X_new = vectorizer.transform(new_samples)
X_new_preds = clf.predict(X_new)

Before dumping the vectorizer, one can delete the stop_words_ property of vectorizer by:

vectorizer.stop_words_ = None

to make dumping more efficient. Also if your classifier parameters is sparse (as in most text classification examples) you can convert the parameters from dense to sparse which will make a huge difference in terms of memory consumption, loading and dumping. Sparsify the model by:

clf.sparsify()

Which will automatically work for SGDClassifier but in case you know your model is sparse (lots of zeros in clf.coef_) then you can manually convert clf.coef_ into a csr scipy sparse matrix by:

clf.coef_ = scipy.sparse.csr_matrix(clf.coef_)
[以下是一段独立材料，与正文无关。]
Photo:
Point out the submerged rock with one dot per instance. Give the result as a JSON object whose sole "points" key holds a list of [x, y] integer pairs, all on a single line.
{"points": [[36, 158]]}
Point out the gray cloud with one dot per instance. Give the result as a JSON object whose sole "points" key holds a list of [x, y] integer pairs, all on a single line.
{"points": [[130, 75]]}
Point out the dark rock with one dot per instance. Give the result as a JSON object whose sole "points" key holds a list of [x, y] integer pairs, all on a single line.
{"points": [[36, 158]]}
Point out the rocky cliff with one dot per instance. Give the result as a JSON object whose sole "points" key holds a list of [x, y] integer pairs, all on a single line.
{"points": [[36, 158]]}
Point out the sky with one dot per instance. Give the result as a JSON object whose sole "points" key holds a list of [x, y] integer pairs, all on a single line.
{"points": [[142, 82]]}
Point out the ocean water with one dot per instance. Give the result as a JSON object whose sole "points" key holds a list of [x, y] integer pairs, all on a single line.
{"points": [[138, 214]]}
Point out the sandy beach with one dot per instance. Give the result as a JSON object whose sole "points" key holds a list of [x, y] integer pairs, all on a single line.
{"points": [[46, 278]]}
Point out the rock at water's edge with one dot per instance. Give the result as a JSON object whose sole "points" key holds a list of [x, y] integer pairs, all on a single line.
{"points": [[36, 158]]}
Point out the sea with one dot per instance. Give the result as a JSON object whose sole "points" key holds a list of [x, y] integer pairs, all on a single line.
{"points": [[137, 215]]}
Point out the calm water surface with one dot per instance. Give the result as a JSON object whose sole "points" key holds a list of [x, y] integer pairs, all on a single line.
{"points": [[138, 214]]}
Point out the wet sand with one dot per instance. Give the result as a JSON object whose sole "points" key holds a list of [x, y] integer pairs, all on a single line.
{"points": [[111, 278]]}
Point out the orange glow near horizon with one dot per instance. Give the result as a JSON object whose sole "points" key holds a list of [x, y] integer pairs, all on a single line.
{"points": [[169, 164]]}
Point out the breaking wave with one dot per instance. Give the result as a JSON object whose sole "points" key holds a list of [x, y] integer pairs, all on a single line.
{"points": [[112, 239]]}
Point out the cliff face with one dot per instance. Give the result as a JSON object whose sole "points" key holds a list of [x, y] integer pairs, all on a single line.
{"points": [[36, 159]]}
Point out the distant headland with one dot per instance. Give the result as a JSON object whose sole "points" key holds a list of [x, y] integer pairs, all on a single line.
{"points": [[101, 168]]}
and then you can store it more efficiently.


回答 4

sklearn估计器实现的方法使您可以轻松保存估计器的相关训练属性。一些估计器__getstate__自己实现方法,但是其他估计器,例如GMM仅使用基本实现,该实现只是将对象保存在内部字典中:

def __getstate__(self):
    try:
        state = super(BaseEstimator, self).__getstate__()
    except AttributeError:
        state = self.__dict__.copy()

    if type(self).__module__.startswith('sklearn.'):
        return dict(state.items(), _sklearn_version=__version__)
    else:
        return state

将模型保存到光盘的推荐方法是使用以下pickle模块:

from sklearn import datasets
from sklearn.svm import SVC
iris = datasets.load_iris()
X = iris.data[:100, :2]
y = iris.target[:100]
model = SVC()
model.fit(X,y)
import pickle
with open('mymodel','wb') as f:
    pickle.dump(model,f)

但是,您应该保存其他数据,以便将来可以重新训练模型,或遭受可怕的后果(例如被锁定在旧版本的sklearn中)

文档中

为了用将来的scikit-learn版本重建类似的模型,应该在腌制的模型中保存其他元数据:

训练数据,例如对不变快照的引用

用于生成模型的python源代码

scikit-learn的版本及其依赖项

在训练数据上获得的交叉验证分数

对于依赖于tree.pyx用Cython(例如IsolationForest)编写的模块的Ensemble估计器而言尤其如此,因为它会创建与实现的耦合,这不能保证sklearn版本之间的稳定性。在过去,它已经看到了不兼容的变化。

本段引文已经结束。